RoaringBitmap: Invalid cache reset in FastRankRoaringBitmap

Describe the bug

Method .select(rec) might return confusing results when .rank(rec) is called before first element is added to the FastRankRoaringBitmap.

The problem is that first call to rank will create highToCumulatedCardinality with zero elements in method org.roaringbitmap.FastRankRoaringBitmap#preComputeCardinalities.
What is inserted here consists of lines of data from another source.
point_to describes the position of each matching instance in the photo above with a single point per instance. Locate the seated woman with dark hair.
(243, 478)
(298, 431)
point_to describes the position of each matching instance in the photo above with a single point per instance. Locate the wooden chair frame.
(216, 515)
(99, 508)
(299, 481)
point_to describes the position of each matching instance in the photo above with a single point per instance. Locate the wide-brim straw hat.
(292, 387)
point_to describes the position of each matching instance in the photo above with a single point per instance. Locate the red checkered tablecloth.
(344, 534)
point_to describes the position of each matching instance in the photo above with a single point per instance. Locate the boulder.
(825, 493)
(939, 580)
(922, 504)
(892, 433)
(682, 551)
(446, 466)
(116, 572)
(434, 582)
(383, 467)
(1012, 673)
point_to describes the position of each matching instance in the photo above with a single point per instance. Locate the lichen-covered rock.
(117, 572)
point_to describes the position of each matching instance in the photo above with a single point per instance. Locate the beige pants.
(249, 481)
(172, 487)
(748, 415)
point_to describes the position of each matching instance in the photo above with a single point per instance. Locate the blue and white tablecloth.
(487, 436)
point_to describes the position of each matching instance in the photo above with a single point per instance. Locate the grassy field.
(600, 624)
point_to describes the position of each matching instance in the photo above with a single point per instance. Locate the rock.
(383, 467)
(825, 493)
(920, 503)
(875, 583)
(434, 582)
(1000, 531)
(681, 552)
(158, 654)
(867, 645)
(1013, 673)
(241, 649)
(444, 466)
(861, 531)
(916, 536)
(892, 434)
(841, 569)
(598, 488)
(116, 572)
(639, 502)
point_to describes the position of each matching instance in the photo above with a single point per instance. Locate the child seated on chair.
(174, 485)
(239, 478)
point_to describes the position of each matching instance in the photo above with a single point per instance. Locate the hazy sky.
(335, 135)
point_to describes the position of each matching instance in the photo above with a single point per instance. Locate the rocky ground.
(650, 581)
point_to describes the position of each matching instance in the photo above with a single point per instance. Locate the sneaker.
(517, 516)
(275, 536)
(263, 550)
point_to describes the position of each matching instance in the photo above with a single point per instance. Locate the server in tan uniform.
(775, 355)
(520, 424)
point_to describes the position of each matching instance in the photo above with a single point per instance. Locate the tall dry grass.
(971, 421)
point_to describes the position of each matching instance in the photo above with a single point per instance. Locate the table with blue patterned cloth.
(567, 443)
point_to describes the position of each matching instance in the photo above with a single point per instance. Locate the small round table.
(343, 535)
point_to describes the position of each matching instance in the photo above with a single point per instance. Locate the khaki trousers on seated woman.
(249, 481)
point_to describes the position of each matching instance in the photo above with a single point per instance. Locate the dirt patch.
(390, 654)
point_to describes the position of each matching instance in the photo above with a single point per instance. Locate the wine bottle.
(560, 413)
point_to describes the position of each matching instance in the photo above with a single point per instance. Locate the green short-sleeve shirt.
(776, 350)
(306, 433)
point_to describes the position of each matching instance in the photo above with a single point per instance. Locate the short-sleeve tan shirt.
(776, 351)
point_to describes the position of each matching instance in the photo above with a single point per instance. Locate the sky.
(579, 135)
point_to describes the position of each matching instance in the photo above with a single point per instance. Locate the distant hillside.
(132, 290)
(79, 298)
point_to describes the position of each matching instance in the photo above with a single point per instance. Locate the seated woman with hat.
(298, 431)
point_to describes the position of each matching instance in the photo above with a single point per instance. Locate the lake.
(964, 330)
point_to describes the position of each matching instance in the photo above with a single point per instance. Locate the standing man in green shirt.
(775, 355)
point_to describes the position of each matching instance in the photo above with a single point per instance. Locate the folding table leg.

But then any write call to the FastRankRoaringBitmap that sould normally purge the cache will not pass this condition:

  private void resetCache() {
    // Reset the cache on any write operation
    if (highToCumulatedCardinality != null && highToCumulatedCardinality.length >= 1) {
      // We tag the first bucket to indicate the cache is dismissed
      cumulatedCardinalitiesCacheIsValid = false;
    }
  }

The fix is to remove highToCumulatedCardinality.length >= 1 but I fear this has some reasoning I don’t see.

To Reproduce

Test case:

@Test
void testCacheIsNotReset() {
	FastRankRoaringBitmap rankRoaringBitmap = new FastRankRoaringBitmap();
	assertEquals(0, rankRoaringBitmap.rank(3));
	rankRoaringBitmap.add(3);
	rankRoaringBitmap.add(5);
	assertEquals(3, rankRoaringBitmap.select(0));
	assertEquals(5, rankRoaringBitmap.select(1));
}

RoaringBitmap version: 0.9.10

Java version: JDK11

About this issue

  • Original URL
  • State: closed
  • Created 3 years ago
  • Comments: 16 (14 by maintainers)

Commits related to this issue

Most upvoted comments

I could make a PR but I’d like to know first whether the highToCumulatedCardinality.length >= 1 doesn’t have some reason which I don’t see. The fix seems really straightforward.

@lemire I don’t think that the FastRankRoaringBitmap was meant to be immutable since there is clear logic in write methods (add / remove) that resets the cache. And yes - I chose this implementation because in my use-case I’m going to call rank repeatedly many times, so I wanted to use most performant implementation available.

The workaround for the problem is also simple - I just don’t call rank on empty bitmap. This is the method that I use that mimics Java Arrays.binarySearch() upon RoaringBitmap implementation:

/**
 *
 * @param roaringBitmap
 * @param recordId
 * @return
 */
static int indexOf(ImmutableBitmapDataProvider roaringBitmap, int recordId) {
	// this row prevents https://github.com/RoaringBitmap/RoaringBitmap/issues/498 ocurrence
	if (roaringBitmap.isEmpty()) {
		return -1;
	}
	final int rank = roaringBitmap.rank(recordId);
	final int index = rank - 1;
	final int nextRecordId = index >= 0 ? roaringBitmap.select(index) : -1;
	return nextRecordId == recordId ? index : -1 * (rank + 1);
}